XV. Na de Prehistorie : Omstreeks 10 000 voor Jezus Christus warmde het klimaat op en ging de huidige fauna zich naderhand nestelen. Rond 3000 jaar voor onze eeuw, verschijnt het Neolithicum en hoewel geen enkele opgraving werd uitgevoerd op de Rots zelf, werd dit tijdperk bevestigd door de ontdekking van pijlpunten, gepolijste bijlen en aardewerk aan de oppervlakte.

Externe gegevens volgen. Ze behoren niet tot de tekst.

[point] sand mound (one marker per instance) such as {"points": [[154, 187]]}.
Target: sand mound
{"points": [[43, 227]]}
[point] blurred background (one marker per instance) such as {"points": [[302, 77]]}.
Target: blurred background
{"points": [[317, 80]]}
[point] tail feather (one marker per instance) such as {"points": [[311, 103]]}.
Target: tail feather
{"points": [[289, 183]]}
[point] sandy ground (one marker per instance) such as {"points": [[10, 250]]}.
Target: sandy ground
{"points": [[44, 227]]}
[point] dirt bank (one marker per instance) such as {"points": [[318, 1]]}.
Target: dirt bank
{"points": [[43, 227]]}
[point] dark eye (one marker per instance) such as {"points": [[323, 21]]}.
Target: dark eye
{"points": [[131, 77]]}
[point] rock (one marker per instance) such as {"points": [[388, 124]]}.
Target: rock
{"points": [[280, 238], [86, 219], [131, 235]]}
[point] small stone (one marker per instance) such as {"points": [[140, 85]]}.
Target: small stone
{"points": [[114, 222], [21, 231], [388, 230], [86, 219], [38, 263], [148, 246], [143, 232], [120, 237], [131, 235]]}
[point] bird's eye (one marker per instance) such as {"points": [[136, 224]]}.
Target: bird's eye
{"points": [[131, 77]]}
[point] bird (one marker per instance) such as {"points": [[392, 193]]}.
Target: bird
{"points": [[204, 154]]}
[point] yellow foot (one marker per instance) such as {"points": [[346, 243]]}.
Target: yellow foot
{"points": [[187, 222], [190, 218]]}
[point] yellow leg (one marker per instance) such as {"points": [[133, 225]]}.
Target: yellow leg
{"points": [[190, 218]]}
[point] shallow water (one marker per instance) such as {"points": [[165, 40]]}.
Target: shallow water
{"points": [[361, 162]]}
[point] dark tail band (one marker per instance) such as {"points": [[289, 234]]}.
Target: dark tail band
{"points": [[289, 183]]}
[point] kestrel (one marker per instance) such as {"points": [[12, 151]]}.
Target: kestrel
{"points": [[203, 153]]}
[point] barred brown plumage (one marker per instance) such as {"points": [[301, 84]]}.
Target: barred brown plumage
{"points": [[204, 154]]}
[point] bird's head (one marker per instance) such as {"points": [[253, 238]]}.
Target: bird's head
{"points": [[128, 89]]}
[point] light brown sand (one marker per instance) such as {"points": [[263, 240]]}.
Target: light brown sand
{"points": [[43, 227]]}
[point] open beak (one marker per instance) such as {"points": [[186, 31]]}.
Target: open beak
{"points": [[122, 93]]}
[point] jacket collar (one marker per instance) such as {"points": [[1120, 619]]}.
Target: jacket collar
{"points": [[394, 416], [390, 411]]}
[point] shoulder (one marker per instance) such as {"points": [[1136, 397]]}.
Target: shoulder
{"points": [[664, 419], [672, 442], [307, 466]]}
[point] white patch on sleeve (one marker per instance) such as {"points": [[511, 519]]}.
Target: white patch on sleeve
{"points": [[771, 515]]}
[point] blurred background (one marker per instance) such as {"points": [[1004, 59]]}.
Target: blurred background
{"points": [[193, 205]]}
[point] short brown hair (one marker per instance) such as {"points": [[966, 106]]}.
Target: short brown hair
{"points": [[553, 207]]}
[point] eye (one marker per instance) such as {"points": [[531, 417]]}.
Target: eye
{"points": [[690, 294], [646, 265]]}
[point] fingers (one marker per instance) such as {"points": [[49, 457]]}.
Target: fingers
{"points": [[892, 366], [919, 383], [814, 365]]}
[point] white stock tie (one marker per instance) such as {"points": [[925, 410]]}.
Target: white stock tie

Een kasteel zal gebouwd worden op de top van de Rots in het begin van de Xde eeuw alvorens ontmanteld te worden in 1434. Een necropolis van de hoge Middeleeuwen werd ontdekt op de site door de eerste opgravers en de beenderen die eruit voortkwamen, zijn gedurende enige tijd toegeschreven geweest aan de Aurignaciaanse periode, doch ten onrechte want het zijn in feite Merovingische en Karolingische beeldhouwwerken. De huidige stad van Solutré zal gebouwd worden op een wat lager niveau bij de vroegere Gallo Romeinse villa van Solustriaca, maar dat is alweer een andere geschiedenis en u kan deze ontdekken – als u dat wenst – door een bezoek te brengen aan het Museum van de Ursulines te Mâcon.